Treatment with pharmacological peroxisome proliferator-activated receptor α agonist clofibrate causes upregulation of organic cation transporter 2 in liver and small intestine of rats

Abstract

Activation of PPARα by clofibrate has recently been shown to cause upregulation of carnitine transporter organic cation transporter (OCTN) 2 and elevated carnitine concentrations in rat liver. The present study has been conducted to further explore the effect of clofibrate on OCTN expression, carnitine biosynthesis, and carnitine accumulation in different rat tissues, and thus two groups of rats were fed diets containing 0.5% clofibrate or 0% clofibrate (control group). PPARα-responsive genes were markedly upregulated in the liver ( P < 0.05), moderately in small intestine, but only slightly in other extrahepatic tissues by clofibrate.
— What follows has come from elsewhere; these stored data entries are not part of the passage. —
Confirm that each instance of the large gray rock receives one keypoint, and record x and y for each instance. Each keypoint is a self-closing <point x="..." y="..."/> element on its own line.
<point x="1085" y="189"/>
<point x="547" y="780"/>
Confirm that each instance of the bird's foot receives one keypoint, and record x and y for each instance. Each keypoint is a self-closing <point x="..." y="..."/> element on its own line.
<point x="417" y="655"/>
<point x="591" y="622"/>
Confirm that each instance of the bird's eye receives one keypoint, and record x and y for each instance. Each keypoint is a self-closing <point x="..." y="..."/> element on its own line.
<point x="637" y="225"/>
Relative mRNA concentration of OCTN2 in liver and small intestine was increased in rats fed clofibrate ( P < 0.05), whereas in other extrahepatic tissues mRNA concentration of OCTN2 did not differ between treatment groups. Concentration of total carnitine was higher in liver and small intestine but lower in plasma, kidney, and brain of rats fed clofibrate ( P < 0.05). Moreover, concentration of the carnitine precursor trimethyllysine and mRNA concentrations of specific genes involved in carnitine biosynthesis were increased in livers of rats fed clofibrate ( P < 0.05). The present study shows that clofibrate causes not only upregulation of OCTN2 in the liver but also in small intestine, and thus suggests that an increased intestinal absorption of carnitine might also contribute to the clofibrate-induced increase in hepatic carnitine concentration. Furthermore, the present results also indicate that an increased carnitine biosynthesis also contributes to the clofibrate-induced increase in hepatic carnitine concentration.